Why are people choosing on one candidate over another? To answer that, you have to remember that this is a for profit game, where winning is a financial gain and losing costs you money.
So the financial incentive should be paramount and not who you want to win. That should mean even Trump supporters could and are bidding on Biden, even if in their heart they would prefer the opposite outcome.
But that’s the very basis for the underlining wisdom of the crowd theory. It’s not who the better supports, but who he or she believes will win based on all available information.
The bidder calculus is based on the probabilities and the final payoff. Let me explain, if you bid 62 cents a share on Biden winning and he wins, your payoff is one dollar a share less the bid amount. Since you bid 62 cents, your net profit is 38 cents a share. If you bought a 1,000 shares, it cost you $620. Your profit is $380.
Now let’s say you think Trump can pull it out because the percent poll differences between the two candidates aren’t that great and he won that state in 2016. So instead of bidding on Biden, even though he is currently ahead, you buy 1,000 shares on Trump winning at a price of 32 cents a share for a total cost of $320. If he wins, your gross profit is a $1,000 less the $320 expense of purchase, for a net profit of $680, $300 more than the safer bet.
This scenario, however, only works if the bid price for a share is significantly lower than Biden’s, like the current bid price on Trump winning the national popular vote, which is currently at 38 cents a share. At the battleground state level, bid prices are usually higher due to their tendency to vote for both parties.
Do bidders use this scenario of bidding on the underdog to increase profits? Apparently they do when they think the polling differences aren’t that great or Trump is even leading.
Below is a regression graph showing how Trump bets per share in swing states increase as the poll differences decrease.

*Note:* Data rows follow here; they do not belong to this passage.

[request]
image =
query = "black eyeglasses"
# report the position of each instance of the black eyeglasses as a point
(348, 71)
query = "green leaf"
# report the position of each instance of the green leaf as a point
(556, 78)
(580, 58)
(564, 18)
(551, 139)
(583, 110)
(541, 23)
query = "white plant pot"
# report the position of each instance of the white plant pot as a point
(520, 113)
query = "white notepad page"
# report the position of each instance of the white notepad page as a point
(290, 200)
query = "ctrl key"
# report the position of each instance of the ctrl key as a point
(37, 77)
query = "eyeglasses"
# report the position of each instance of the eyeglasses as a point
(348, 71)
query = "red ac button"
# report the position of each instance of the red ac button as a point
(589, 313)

In the graph, the small circles are Trump bets on swing states. As the net percent polling difference increases in Biden’s favor (positive values), the number of Trump shares declines.
The sweet spot for Trump bets happen when the difference (% losing) is within the 3 and 7% difference in Biden’s favor. In that betting zone, is where the bulk of Trump bets occurred at prices they considered reasonable (25 cents to 42 cents a share).

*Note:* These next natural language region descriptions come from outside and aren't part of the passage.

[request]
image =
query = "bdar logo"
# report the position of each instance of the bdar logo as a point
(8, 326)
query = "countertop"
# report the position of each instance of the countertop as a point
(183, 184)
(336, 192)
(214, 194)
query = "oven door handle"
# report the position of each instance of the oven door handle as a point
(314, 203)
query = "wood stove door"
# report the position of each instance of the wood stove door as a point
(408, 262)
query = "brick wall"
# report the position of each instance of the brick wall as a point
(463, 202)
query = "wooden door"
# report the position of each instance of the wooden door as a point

Arizona is a good example. At this point, Biden leads Trump 3.2% and the best offer for Trump winning is 36 cents a share.

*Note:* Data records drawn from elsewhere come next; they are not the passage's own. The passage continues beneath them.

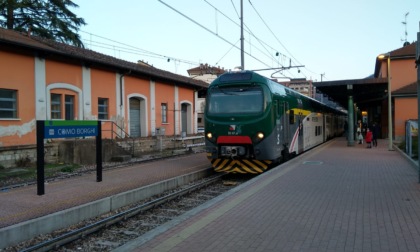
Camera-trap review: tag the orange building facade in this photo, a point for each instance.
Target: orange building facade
(45, 80)
(403, 77)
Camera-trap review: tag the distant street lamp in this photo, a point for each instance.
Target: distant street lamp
(388, 57)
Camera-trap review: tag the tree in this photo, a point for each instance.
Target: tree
(49, 19)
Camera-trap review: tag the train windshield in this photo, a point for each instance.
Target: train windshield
(235, 100)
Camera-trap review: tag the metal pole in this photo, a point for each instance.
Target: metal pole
(40, 162)
(350, 124)
(242, 37)
(389, 104)
(418, 95)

Although Arizona is suffering from a serious spike in new Covid-19 cases, the Republicans have won the last five presidential elections. The political website 270 to Win, has it as a toss up state. At 36 cents a share, for many betters this would be good buy, considering the potential payoff. (Now that I’m writing this, I’m considering buying a couple of Arizona Trump shares.)
When Trump is leading in the polls, some betters are willing to pay a premium for a share since they consider it a safer bet, such as in Georgia and Iowa, where Trump leads in the polls by 1.6% and 1.7% respectively. The current price is 54 cents and 57 cents a share.
Many of the Trump betters are using the strategy outlined in the national poll scenario, making bids less than 27 cents a share in a couple of cases when the polling percent differences are within 7%. If you win, your profits increase significantly.
Betting markets can provide us with another metric on who is winning and losing based on free market forces, but it doesn’t replace polls in my judgement. When all the votes are cast, I’ll evaluate how well it did compared to other methods.
In 2016, Predictit shares also predicted Hillary Clinton would win. The day before the November 7 election, the going bet was 81 cents a share she would win. A lot of people lost money that day…be safe.